A Sales Tip You Can Use: Don't Step On Your Buyer's Toes!

I’m getting really impatient with articles and their authors that tease you with a great title and then fail to deliver even a single tip we can use.

Yesterday, I read a promising piece about staying positive. It did a fine job of developing the problem of creeping negativity, but it didn’t offer a single antidote.

So, let me disclose up front, something you can use every day in selling. It’s a simple idea, but powerful:

Stay out of the way of genuine buyers!

These are folks that enter a typical retail store or who call you on the phone and they’re MOTIVATED. Obviously in a buying mood, they’re scanning your wares or your mind for something to take home.

All you have to do is be pleasant, and be available to answer their occasional questions.

But don’t ask them where they’re from, or if you can help them to find something.

If they’re motivated, or they want something from you, they’ll talk.

Just stay pleasantly within range, so when that small buying question comes up, such as, “Do you have these boots in size 12?” you’ll be Johnny on the Spot with an affirmative reply or a suitable alternative.

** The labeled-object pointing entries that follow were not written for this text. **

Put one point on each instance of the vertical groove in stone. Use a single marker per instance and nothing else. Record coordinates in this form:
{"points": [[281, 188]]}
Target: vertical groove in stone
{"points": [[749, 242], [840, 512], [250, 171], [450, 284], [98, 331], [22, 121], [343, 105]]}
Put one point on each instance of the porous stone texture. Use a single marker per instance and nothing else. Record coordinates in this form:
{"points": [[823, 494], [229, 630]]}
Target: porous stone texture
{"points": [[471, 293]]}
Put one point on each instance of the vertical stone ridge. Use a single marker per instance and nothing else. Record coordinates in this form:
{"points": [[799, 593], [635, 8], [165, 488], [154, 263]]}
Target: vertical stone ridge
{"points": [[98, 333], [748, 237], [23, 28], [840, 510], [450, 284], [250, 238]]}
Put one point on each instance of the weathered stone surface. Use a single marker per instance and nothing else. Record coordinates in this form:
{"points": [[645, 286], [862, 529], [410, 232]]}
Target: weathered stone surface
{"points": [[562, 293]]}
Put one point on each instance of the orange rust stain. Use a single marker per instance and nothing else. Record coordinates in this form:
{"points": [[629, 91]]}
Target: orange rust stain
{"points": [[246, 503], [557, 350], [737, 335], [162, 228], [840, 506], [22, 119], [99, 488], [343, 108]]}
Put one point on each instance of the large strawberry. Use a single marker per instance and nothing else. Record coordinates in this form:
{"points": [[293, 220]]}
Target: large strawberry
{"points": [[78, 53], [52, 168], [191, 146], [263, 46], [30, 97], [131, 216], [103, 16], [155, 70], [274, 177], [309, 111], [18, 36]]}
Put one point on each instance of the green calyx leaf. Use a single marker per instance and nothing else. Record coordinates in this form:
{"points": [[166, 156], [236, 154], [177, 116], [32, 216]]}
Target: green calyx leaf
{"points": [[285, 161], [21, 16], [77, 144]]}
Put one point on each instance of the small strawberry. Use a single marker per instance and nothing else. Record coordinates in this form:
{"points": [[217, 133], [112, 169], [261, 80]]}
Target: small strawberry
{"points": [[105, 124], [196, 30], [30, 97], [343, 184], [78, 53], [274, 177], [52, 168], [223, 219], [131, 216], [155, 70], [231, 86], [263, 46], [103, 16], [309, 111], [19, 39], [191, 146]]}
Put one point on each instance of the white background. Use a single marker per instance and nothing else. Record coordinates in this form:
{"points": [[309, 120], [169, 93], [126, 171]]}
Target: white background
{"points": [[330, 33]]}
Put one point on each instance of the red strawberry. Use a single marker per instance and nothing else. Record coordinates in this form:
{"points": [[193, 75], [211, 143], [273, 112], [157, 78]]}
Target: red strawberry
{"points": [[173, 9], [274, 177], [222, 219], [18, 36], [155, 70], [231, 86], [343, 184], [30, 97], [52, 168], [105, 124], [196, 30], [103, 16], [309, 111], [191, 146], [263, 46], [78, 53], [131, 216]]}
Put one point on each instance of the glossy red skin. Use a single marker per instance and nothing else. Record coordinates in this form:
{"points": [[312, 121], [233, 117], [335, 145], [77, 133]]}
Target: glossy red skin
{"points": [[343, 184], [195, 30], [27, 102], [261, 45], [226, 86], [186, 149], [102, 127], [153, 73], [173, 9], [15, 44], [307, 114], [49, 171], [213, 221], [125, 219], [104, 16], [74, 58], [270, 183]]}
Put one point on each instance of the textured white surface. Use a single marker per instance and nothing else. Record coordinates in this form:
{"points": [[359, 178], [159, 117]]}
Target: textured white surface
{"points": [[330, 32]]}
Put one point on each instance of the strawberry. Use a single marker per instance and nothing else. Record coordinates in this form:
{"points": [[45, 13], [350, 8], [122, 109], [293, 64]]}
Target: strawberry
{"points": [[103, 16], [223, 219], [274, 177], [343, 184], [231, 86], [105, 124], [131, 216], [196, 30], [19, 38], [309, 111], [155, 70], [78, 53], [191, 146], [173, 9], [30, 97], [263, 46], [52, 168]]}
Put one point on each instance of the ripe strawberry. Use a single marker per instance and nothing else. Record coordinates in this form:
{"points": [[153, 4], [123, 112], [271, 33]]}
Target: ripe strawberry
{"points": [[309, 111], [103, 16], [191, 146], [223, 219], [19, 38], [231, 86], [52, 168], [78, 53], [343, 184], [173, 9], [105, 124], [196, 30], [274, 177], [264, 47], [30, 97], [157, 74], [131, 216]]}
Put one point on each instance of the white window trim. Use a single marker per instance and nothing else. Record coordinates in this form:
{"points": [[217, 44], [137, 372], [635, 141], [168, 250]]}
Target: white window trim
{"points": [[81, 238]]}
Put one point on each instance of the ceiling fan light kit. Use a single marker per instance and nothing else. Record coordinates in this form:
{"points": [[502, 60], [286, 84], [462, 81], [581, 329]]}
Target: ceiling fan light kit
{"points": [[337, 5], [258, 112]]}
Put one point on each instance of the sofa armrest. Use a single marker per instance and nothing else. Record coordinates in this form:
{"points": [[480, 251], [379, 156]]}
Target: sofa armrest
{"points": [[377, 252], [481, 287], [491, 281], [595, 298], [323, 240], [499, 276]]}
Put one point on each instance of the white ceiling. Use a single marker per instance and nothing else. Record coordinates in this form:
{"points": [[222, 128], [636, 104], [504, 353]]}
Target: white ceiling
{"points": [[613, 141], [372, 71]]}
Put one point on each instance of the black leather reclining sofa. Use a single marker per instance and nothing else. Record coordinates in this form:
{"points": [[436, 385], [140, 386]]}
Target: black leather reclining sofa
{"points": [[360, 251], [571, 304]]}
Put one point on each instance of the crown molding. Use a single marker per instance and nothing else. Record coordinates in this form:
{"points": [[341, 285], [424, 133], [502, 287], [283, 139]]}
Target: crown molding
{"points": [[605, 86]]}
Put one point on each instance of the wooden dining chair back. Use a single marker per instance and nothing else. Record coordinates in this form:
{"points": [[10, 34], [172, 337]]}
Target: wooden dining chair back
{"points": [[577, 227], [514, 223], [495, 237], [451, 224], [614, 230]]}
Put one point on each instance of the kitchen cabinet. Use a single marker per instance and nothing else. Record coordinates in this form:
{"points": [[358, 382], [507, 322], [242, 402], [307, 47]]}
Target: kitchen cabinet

Speaking of boots, I was shopping for a pair because my Lama lizards were cracking from a little too much exposure to the elements. It was time for a trade-in, so I found a retailer through the web and spent a half hour on the highway to try on some replacements.

The salesman HOVERED, something I can’t stand. He pestered me with questions. I couldn’t get a second to myself to calmly evaluate the pair I was settling on.

Snapped right out of a definite buying mood, I saddled up and sped off.

No sale for that guy!

The following day, I selected a better outfit where the buying tone was just right, and so was the selection, and at this very moment I’m wearing the results on my feet.

Here’s the tip-off.

If the buyer is scanning your inventory with laser eyes let him take the lead, and his good, old time.

Develop your sensitivity.

Recognize when further involvement on your part will only result in stepping on your buyers’ toes!